Salió a la calle con ganas de llorar y se reprimió mientras caminaba la calle abajo. La mezcla de dolor desesperación frustración y pena se apoderaron de él. Caminó sin rumbo durante un rato, dejándose perder entre las calles del pueblo.
Caminaba con la cabeza inclinada mirando al suelo, no sentía ganas de dejarse sorprender por la luz de la mañana, como solía hacer. Quería olvidar, desprenderse del dolor que sacó de aquel despacho al que la herencia de su tía le había llevado.
Nunca una firma en un papel le supuso tanto dolor. Nunca imaginó que enfrentarse a los suyos le supusiese el coste de sentir que algo por dentro se había roto.
Se sentó en un banco de madera, delante de la biblioteca del pueblo. Se sentía derrotado, cansado, necesitaba reponerse del desgaste que los nervios le habían producido. Encontrarse con los que hasta ese momento habían sido su familiares más cercanos y queridos, con los que había convivido durante años, con los que había celebrado y disfrutado, y que ahora los sentía enfrente por las decisiones de como él, al haber heredado la potestad de gestionar los bienes, había dispuesto según su criterio el reparto, secreto que guardó hasta el último momento.
Sabía que podría haber desacuerdos, pero nunca imaginó que llegaría a tener que enfrentarse a la avaricia, el orgullo y la arrogancia de los que le dieron la espalda dentro de su propia gente, por algo en lo que había trabajado en silencio para que todos saliesen beneficiados por igual.
Ese empeño en no querer hacer el mal a ninguno de ellos, sopesando el cómo hacer para que todos tuviesen una parte equivalente le llevó mucho tiempo, mucho esfuerzo. Y la decisión final le pareció la mejor, por ser la más simple y tomada desde el afecto que le unía a todos.
Pero las desavenencias no tardaron en llegar. Al comunicar la lectura de reparto y hacerla pública, hubo quien directamente le mandó a la mierda y le amenazó con acabar en juicio, decían sentirse traicionados por no haber sido informados antes. Hubo quien mostró su desacuerdo en un principio, pero terminaron aceptando, y hubo, los menos, que se mostraron por la labor de acabar cuanto antes e intentar que todo terminase lo mejor posible.
Se incorporó hacia adelante en el banco, apoyando los codos en sus rodillas, cubrió su cara con las manos, sentado, hundido en sí mismo.

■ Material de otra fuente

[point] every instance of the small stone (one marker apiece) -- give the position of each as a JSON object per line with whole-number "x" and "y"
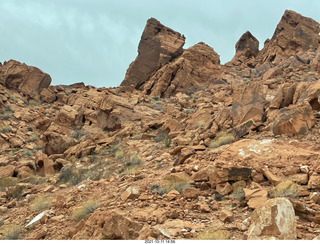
{"x": 226, "y": 216}
{"x": 130, "y": 193}
{"x": 314, "y": 182}
{"x": 315, "y": 197}
{"x": 271, "y": 177}
{"x": 304, "y": 169}
{"x": 190, "y": 192}
{"x": 48, "y": 189}
{"x": 173, "y": 194}
{"x": 57, "y": 218}
{"x": 203, "y": 207}
{"x": 224, "y": 188}
{"x": 196, "y": 168}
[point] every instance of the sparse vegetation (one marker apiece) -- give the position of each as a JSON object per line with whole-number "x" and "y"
{"x": 286, "y": 189}
{"x": 222, "y": 138}
{"x": 40, "y": 203}
{"x": 6, "y": 129}
{"x": 26, "y": 153}
{"x": 137, "y": 137}
{"x": 156, "y": 103}
{"x": 11, "y": 232}
{"x": 189, "y": 110}
{"x": 238, "y": 194}
{"x": 213, "y": 234}
{"x": 83, "y": 210}
{"x": 119, "y": 154}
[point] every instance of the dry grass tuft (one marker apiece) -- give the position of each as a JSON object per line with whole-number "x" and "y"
{"x": 83, "y": 210}
{"x": 40, "y": 203}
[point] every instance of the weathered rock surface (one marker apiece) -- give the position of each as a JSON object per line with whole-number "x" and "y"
{"x": 247, "y": 48}
{"x": 27, "y": 79}
{"x": 294, "y": 33}
{"x": 197, "y": 66}
{"x": 275, "y": 220}
{"x": 158, "y": 46}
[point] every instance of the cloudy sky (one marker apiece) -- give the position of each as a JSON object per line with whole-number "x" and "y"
{"x": 94, "y": 41}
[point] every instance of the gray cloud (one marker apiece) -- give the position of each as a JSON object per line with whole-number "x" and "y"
{"x": 94, "y": 41}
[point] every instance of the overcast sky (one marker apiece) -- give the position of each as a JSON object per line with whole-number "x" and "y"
{"x": 94, "y": 41}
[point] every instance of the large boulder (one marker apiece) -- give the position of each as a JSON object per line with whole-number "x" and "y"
{"x": 26, "y": 79}
{"x": 158, "y": 46}
{"x": 293, "y": 120}
{"x": 275, "y": 220}
{"x": 118, "y": 227}
{"x": 294, "y": 33}
{"x": 199, "y": 65}
{"x": 247, "y": 49}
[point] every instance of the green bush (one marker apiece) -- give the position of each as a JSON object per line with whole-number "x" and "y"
{"x": 222, "y": 138}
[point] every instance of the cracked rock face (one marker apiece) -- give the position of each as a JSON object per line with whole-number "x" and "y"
{"x": 275, "y": 220}
{"x": 293, "y": 34}
{"x": 158, "y": 46}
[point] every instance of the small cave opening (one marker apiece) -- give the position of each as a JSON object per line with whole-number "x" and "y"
{"x": 40, "y": 164}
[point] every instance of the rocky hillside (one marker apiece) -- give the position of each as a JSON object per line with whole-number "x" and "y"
{"x": 184, "y": 148}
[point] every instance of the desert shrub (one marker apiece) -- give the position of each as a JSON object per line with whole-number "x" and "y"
{"x": 134, "y": 160}
{"x": 212, "y": 234}
{"x": 26, "y": 153}
{"x": 119, "y": 154}
{"x": 83, "y": 210}
{"x": 137, "y": 137}
{"x": 238, "y": 194}
{"x": 15, "y": 192}
{"x": 8, "y": 109}
{"x": 40, "y": 203}
{"x": 217, "y": 196}
{"x": 156, "y": 103}
{"x": 37, "y": 148}
{"x": 11, "y": 232}
{"x": 34, "y": 137}
{"x": 14, "y": 150}
{"x": 157, "y": 189}
{"x": 74, "y": 175}
{"x": 189, "y": 110}
{"x": 1, "y": 222}
{"x": 222, "y": 138}
{"x": 8, "y": 181}
{"x": 6, "y": 129}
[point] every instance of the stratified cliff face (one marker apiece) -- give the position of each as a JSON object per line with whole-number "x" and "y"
{"x": 294, "y": 33}
{"x": 185, "y": 148}
{"x": 158, "y": 46}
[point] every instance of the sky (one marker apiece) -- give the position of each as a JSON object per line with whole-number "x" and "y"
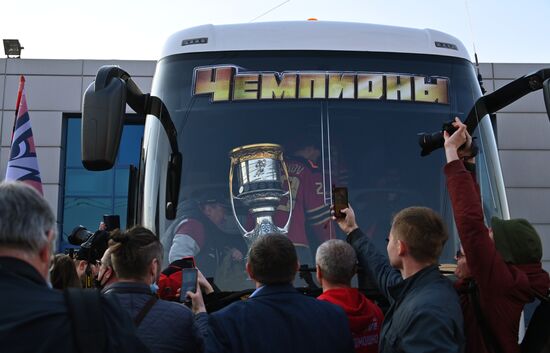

Estuvo así hasta que comprendió que hizo lo correcto y que no tenía que martirizarse más por ello.
Cuando se incorporó y abrió los ojos, se dio cuenta que había un libro a su lado en el banco, del que no se había percatado.
Era un libro viejo, de tapas duras y manoseadas, cuyo título apenas se dejaba leer. Lo cogió y lo hojeó distraídamente, mirando en las hojas el tipo de letra y el contenido. Encontró varias hojas con dobleces, y una de ellas hizo que se separasen más las hojas al pasarlas. Entonces encontró remarcadas unas líneas de texto que intentó leer, pero no pudo. El tamaño de letra era pequeña y no las conseguía ver.
Le dio pereza sacar las gafas y lo pospuso hasta llegar a un bar cercano, en el que había mesas de terraza libres, al sol, en las que acompañado de uno de los cafés que le daban la vida, seguro, podría leer ayudado de las lentes.
El libro era de Emil Cioran, y en él, se destripaba en forma de biografía partes de su trayectoria y trabajos. Buscó la página marcada y leyó el párrafo subrayado; Nuestro rencor proviene del hecho de haber quedado por debajo de nuestras posibilidades sin haber podido alcanzarnos a nosotros mismos. Y eso nunca se lo perdonaremos a los demás.
Le hizo gracia el texto, pensó si era casualidad haberlo encontrado justo ese día. Cerró el libro y fue saboreando el café humeante que le devolvió a la vida, al presente, intentando no quedar por debajo de sus posibilidades.
Recordó la tienda de artesanía de cobre, cuyos brillos le llamaron la atención al pasar y a la que no pudo entrar, por que estaba cerrada. Pensó, que ir a curiosear le serviría de terapia para olvidar el mal rato que había pasado.
Terminó el café y pidió la cuenta, mientras guardaba las gafas y el libro en su mochila, seguro que tiene algún párrafo más que me vendrá bien leer, pensó.